Depois de tudo isso, quando buscávamos as recompensas prometidas de piedade - por temporadas férteis, paz e prosperidade em casa, vitória e domínio no exterior, tributo de povos subjugados e riqueza de comércio bem-sucedido - depois de tudo isso, a derrota dos exércitos de Jeová em Megido, a fuga e morte do rei ferido, a lamentação sobre Josias, a exaltação de um nomeado de Faraó ao trono e o pagamento de tributo ao rei egípcio.
O cronista não tem uma explicação completa desse doloroso mistério, mas faz o que pode para enfrentar as dificuldades do caso. Como os grandes profetas em casos semelhantes, ele considera o rei pagão como encarregado de uma comissão divina. O apelo de Faraó a Josias para permanecer neutro deveria ter sido recebido pelo rei judeu como uma mensagem autorizada de Jeová.
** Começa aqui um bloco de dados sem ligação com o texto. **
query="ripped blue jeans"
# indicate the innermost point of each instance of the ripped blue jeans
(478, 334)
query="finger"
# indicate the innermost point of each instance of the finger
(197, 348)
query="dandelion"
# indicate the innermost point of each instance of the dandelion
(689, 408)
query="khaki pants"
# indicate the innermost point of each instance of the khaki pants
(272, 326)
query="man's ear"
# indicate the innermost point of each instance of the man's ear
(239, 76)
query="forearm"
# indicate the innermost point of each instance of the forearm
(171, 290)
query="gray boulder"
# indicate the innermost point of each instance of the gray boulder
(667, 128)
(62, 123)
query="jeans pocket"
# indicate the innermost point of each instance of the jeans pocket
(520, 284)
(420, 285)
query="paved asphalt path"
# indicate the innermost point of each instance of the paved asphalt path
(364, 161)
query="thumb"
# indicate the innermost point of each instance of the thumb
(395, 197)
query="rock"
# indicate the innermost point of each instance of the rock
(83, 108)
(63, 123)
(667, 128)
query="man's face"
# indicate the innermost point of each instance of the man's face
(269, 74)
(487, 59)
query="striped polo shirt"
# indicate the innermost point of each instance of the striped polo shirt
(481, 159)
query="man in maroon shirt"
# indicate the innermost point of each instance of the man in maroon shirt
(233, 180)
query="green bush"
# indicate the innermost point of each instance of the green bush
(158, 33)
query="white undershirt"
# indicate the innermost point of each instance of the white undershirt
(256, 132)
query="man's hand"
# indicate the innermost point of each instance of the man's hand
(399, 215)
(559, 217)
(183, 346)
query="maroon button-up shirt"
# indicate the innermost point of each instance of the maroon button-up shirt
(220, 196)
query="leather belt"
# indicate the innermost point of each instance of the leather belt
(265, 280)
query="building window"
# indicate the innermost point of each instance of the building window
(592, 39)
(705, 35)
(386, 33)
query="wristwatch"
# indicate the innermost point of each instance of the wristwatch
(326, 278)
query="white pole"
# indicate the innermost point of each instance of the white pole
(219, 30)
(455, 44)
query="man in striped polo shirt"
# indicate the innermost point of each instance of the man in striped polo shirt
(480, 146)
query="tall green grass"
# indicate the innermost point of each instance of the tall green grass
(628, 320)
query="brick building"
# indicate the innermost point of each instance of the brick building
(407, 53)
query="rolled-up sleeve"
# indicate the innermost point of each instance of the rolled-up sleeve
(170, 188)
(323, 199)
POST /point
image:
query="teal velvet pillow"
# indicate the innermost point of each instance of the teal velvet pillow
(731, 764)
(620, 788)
Foi a falha em discernir em um rei pagão o porta-voz e profeta de Jeová que custou a Josias sua vida e a Judá sua liberdade.
O cronista não tinha motivo para demorar-se nos últimos tristes dias da monarquia; o resto de sua narrativa é quase totalmente resumido do livro dos Reis. Jeoacaz, Jeoiaquim, Joaquim e Zedequias passam pela cena em rápida e melancólica sucessão. No caso de Jeoacaz, que reinou apenas três meses, o cronista omite o julgamento desfavorável registrado no livro dos Reis; mas ele repete para os outros três, mesmo para o pobre rapaz de oito anos que foi levado cativo após um reinado de três meses e dez dias. O cronista não havia aprendido que os reis não podem errar; por outro lado, a política ímpia dos ministros de Joaquim é rotulada com o nome do menino-soberano.
Cada um desses reis, por sua vez, foi deposto e levado para o cativeiro, a menos que Jeoiaquim seja uma exceção. No livro dos Reis, é dito que ele dormiu com seus pais, ou seja , que morreu e foi sepultado nos túmulos reais em Jerusalém, uma declaração que a LXX insere aqui também, especificando, no entanto, que ele foi enterrado no jardim de Uzza. Se o piedoso Josias foi punido por um único erro com derrota e morte, por que o ímpio Jeoiaquim foi autorizado a reinar até o fim de sua vida e então morrer em sua cama? A informação do cronista diferia daquela da narrativa anterior de uma maneira que removeu ou, pelo menos, suprimiu a dificuldade.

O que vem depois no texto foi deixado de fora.